La Dieta Molecolare di Rosanna Lambertucci: Schema della Prima Settimana

La dieta social si fonda sul metodo molecolare dell’”Alimentazione consapevole” del Dott. Pierluigi Rossi, specialista in scienza dell’alimentazione e medicina preventiva. Inoltre, la giornalista e presentatrice TV di “Più Sani più belli” Rosanna Lambertucci è la co-creatrice della Dieta Social.

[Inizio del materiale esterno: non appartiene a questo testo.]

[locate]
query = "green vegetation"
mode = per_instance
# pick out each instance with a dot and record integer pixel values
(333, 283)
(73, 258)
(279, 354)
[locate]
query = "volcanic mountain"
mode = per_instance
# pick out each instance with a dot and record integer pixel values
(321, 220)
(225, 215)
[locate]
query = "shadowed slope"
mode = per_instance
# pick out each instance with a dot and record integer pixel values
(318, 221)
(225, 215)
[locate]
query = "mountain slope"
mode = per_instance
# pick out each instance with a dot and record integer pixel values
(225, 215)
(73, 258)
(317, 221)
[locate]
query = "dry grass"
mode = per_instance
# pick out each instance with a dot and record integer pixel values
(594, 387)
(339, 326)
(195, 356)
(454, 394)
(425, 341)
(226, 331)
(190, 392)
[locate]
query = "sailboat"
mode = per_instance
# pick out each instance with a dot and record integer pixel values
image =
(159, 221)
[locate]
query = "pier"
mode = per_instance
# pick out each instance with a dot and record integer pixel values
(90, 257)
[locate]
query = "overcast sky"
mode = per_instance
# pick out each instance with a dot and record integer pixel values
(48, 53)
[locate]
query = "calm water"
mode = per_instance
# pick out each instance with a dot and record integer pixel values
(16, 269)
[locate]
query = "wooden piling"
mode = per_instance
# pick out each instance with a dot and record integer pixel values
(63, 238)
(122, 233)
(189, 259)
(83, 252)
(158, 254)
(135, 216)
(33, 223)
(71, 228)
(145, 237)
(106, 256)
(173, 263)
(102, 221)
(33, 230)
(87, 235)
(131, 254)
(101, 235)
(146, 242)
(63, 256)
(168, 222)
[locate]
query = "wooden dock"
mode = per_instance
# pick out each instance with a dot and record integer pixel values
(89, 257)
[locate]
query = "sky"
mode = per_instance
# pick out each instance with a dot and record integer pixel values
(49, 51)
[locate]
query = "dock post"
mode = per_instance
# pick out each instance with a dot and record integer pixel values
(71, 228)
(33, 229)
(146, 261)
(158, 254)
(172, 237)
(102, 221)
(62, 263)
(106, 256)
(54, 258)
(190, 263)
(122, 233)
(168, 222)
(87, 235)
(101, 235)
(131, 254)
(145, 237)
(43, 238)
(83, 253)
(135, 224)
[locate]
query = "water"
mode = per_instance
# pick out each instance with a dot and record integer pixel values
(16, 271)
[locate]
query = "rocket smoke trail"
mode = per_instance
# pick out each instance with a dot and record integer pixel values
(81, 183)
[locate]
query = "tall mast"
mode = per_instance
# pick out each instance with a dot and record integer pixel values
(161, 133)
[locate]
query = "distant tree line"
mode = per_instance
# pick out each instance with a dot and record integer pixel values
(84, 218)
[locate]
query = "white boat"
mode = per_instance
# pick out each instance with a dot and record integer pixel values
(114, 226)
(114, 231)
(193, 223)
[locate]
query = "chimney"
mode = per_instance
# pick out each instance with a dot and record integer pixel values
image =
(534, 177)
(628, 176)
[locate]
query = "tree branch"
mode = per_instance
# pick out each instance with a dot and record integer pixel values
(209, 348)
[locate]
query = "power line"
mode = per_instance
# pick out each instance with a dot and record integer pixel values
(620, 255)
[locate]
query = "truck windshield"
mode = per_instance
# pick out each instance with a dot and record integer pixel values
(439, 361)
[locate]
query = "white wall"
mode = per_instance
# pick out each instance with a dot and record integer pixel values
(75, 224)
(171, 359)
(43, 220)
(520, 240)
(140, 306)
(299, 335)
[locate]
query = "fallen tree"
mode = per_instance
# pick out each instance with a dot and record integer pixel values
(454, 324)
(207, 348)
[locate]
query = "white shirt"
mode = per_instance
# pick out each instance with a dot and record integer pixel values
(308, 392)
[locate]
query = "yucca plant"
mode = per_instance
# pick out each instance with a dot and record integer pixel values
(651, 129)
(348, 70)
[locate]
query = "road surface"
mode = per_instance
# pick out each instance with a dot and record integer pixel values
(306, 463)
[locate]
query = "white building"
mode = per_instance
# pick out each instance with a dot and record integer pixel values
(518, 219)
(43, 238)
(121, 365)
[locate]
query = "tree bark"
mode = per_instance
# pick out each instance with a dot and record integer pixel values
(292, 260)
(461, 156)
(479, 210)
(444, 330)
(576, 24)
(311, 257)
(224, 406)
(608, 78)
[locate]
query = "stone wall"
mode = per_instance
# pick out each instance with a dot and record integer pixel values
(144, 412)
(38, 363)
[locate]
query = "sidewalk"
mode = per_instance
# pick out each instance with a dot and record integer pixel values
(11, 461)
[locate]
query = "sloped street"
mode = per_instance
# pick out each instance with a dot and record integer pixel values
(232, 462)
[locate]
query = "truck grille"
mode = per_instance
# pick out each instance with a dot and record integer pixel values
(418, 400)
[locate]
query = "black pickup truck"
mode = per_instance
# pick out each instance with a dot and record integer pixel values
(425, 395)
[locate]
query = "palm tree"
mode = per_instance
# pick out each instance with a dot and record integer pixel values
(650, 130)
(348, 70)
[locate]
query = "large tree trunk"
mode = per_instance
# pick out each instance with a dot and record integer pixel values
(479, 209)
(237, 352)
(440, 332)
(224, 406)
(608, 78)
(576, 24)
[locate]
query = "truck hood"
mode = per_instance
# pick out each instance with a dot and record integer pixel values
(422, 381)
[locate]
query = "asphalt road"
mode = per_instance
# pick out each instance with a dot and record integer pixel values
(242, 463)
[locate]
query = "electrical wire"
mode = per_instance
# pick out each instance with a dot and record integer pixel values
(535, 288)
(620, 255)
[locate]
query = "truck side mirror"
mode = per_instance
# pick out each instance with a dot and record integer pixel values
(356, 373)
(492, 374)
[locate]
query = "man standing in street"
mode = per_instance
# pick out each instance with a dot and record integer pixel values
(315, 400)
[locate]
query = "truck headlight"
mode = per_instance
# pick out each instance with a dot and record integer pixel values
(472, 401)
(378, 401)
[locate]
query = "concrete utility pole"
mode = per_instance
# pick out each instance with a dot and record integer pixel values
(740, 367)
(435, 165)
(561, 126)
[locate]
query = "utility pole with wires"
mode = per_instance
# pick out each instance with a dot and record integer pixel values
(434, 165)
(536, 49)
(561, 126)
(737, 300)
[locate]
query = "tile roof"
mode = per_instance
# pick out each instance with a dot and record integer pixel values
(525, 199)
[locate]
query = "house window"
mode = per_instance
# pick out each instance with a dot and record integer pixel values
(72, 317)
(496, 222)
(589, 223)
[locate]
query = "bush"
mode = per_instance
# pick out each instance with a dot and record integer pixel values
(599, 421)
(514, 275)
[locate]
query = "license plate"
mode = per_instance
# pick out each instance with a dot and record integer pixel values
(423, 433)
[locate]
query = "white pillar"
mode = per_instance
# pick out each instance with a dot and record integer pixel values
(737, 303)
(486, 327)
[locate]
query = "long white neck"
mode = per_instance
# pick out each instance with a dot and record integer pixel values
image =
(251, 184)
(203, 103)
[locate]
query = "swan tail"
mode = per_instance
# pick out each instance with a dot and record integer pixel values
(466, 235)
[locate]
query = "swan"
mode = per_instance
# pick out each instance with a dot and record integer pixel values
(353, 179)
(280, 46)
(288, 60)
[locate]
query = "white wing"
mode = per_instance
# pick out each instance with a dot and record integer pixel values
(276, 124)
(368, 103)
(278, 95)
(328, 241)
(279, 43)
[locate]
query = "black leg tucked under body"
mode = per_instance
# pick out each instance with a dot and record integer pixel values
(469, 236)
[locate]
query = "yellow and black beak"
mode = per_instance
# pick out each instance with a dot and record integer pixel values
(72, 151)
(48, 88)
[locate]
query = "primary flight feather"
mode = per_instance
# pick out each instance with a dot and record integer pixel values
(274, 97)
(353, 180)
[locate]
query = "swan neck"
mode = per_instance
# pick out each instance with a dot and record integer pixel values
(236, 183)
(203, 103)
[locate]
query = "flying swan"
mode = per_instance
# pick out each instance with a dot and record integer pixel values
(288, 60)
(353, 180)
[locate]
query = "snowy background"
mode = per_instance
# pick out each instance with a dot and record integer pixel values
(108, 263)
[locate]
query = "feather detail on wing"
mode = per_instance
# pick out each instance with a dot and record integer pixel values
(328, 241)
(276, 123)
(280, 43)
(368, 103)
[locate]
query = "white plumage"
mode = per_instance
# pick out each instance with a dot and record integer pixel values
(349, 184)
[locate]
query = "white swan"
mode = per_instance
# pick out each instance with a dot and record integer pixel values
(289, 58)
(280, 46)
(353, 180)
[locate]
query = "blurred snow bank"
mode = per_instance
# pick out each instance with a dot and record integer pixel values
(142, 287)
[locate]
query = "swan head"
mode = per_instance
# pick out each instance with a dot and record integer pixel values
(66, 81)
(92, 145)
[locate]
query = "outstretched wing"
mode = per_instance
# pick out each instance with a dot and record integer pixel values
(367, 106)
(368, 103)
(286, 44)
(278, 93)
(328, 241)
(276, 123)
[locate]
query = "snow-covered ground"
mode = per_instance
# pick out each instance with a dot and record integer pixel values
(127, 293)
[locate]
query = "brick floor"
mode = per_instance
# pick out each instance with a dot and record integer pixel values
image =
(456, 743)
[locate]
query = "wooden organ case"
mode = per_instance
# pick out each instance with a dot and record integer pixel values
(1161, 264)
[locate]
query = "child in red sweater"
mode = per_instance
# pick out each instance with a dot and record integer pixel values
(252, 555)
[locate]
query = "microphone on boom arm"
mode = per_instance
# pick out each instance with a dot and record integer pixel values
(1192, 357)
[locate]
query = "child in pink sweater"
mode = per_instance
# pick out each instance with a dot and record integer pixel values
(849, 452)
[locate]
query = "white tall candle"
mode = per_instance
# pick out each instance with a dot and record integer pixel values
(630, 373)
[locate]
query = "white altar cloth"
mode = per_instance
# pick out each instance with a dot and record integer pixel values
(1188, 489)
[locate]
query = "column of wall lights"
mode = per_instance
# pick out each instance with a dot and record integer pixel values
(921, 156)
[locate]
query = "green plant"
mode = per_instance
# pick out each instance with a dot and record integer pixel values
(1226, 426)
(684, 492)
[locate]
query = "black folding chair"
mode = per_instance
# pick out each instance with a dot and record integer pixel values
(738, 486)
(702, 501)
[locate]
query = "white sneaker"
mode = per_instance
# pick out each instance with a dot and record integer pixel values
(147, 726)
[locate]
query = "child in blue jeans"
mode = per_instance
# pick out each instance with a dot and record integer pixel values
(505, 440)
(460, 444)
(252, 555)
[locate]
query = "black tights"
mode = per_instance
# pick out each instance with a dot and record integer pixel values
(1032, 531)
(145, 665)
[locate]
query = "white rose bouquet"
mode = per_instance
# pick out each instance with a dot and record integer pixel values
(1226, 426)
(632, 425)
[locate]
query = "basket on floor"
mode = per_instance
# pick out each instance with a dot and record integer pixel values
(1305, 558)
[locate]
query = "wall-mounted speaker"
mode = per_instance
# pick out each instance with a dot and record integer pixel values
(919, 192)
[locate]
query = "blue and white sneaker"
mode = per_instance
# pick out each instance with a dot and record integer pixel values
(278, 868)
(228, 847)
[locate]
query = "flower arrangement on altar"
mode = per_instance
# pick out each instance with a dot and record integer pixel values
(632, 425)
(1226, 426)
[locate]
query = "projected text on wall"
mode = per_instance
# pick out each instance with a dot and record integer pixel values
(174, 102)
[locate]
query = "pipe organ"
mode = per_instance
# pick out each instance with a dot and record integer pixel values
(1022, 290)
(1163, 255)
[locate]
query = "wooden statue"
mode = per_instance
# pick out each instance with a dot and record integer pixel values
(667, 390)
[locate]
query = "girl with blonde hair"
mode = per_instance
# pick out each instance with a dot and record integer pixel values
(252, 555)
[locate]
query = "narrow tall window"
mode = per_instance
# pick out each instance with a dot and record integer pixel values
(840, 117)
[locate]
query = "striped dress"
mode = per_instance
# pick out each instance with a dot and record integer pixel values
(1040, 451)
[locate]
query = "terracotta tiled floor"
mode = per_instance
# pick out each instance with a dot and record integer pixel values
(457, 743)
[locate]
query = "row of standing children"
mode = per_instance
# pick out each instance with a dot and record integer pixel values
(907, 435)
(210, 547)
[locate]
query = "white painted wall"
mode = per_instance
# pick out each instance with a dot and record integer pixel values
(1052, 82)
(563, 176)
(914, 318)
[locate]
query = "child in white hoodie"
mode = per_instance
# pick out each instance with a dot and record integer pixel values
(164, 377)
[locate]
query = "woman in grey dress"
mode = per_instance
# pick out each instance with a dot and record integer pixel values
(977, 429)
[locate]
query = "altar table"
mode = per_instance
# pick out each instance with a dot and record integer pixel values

I Fondamenti Scientifici della Dieta Social

Contrariamente alla maggior parte delle diete “fai da te”, la dieta social fa riferimento a fondamenti e ricerche scientifiche. È una dieta che comprende alimenti naturali e genuini e può contare sul supporto del gruppo e di esperti, suo grande punto di forza. La dieta social sta riscontrando grande successo, soprattutto perché si avvale di uno strumento che è diventato parte integrante della nostra vita: il social network. Prof. La dieta social non prevede prodotti sostitutivi dei pasti, shakes, pillole, prodotti dimagranti o beveroni, ma un’alimentazione con cibi veri. Infatti, promette di instaurare soprattutto un corretto rapporto con il cibo.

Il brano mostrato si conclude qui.